Sono davvero interessato a sentire cosa ne pensate voi ragazzi. Per i miei $.02, definirei queste lievi ma importanti differenze:

  • camminare sull’acqua / essere leggermente disimpegnato / “dare priorità all’equilibrio tra lavoro e vita privata”: fare il lavoro richiesto ma niente di più – “mantenere il lavoro” invece di pensare “avanzare nella carriera”. Si spera che la maggior parte delle interruzioni di lavoro legate alla pandemia rientrino in questa categoria, ad esempio, poiché i genitori gestiscono orari scolastici irregolari / familiari malati / interruzione dei regolari programmi di assistenza.
  • essere esaurito: non essere in grado di impegnarsi con il lavoro al livello che vorresti perché hai attivamente bisogno di dare la priorità alla cura di te stesso, al sonno, a cose tipo la vita al di fuori del lavoro per riconnetterti con te stesso — “Chi sono e cosa ci vado qui?” tipo di pensiero, con lavoro/carriera totalmente secondari.
  • sporgendosi; Simile al camminare sull’acqua ma forse con una data di fine prestabilita (il secondo compleanno del bambino, ad esempio, o la nascita di un secondo figlio); si spera che sia fatto abbastanza intenzionalmente che ci sia una conversazione con la direzione sul lavoro flessibile, orari ridotti, ecc. “Metti in pausa/diminuisci il lavoro in un modo che ti lasci una rampa di ritorno al lavoro completo/avanza nella carriera” tipo di pensiero.
  • disimpegnarsi invece di smettere: fare intenzionalmente il minor lavoro possibile, fingere di essere occupato e prendere ogni scorciatoia necessaria.
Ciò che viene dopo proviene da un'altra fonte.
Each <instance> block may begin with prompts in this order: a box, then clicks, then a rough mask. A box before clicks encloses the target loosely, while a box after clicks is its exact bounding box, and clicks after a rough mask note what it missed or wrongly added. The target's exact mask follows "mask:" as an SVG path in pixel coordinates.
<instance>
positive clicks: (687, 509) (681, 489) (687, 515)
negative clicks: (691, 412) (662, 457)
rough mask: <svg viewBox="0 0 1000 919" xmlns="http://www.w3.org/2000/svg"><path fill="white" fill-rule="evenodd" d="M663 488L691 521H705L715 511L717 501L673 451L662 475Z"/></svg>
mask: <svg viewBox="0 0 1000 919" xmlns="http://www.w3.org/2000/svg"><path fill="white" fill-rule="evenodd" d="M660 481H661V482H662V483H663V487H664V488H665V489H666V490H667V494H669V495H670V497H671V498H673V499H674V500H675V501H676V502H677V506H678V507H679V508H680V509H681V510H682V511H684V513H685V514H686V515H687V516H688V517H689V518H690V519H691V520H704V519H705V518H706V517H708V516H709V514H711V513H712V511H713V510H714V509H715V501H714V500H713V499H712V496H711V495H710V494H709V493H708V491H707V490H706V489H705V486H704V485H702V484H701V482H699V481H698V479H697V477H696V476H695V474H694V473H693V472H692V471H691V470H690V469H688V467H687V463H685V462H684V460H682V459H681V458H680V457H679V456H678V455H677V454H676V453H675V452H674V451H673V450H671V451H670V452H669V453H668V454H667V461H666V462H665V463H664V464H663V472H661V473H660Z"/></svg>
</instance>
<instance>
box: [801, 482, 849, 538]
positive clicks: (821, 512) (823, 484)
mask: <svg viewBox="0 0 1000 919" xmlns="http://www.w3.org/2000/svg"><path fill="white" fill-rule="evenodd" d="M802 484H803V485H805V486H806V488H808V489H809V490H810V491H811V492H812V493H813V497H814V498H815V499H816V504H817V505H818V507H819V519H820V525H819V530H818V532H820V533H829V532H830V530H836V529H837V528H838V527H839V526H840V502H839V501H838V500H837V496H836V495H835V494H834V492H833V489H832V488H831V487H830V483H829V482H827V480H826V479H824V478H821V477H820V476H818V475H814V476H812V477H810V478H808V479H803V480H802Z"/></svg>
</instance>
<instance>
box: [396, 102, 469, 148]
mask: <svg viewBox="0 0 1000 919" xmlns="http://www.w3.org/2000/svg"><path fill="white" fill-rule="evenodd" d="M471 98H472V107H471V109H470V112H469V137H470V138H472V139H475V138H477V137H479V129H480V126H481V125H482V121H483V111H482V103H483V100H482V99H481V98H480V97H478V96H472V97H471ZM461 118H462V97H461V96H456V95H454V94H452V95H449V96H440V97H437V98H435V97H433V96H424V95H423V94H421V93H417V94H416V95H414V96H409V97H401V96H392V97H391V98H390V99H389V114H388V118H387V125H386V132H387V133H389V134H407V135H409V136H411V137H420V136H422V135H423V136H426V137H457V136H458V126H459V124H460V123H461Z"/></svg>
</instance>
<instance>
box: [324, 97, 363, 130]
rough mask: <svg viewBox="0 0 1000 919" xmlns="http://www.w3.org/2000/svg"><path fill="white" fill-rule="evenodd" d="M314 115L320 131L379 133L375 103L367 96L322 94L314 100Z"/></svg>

Pensa a Giorgio Costanza. Definirei questo tipo di pensiero “indifferenza alla fine della carriera/lavoro”.

Lettori, cosa ne pensate? (E ci sono altre categorie che aggiungeresti a questo elenco: intraprendenti che si sforzano di mettersi alla prova nel lavoro? Traslocatori che stanno intenzionalmente cercando di migliorare la propria carriera cercando un nuovo lavoro o più responsabilità/titoli al loro attuale lavoro?) Pensi che i lavoratori dovrebbero segnalare ai loro manager mentre entrano ed escono da questi diversi atteggiamenti nei confronti del lavoro, o che l’etichetta aziendale impone che le conversazioni si svolgano?

Se hai gestito persone in una di queste categorie, c’erano delle bandiere rosse per te come manager e come l’hai gestito? Per i lettori che si riconoscono disimpegnati o che camminano sull’acqua, come ti sei riattivato o “iniziato a nuotare” di nuovo?

Foto d’archivio tramite Shutterstock / Dean Robot; “qualunque cosa” nel carattere Perfect Redemption.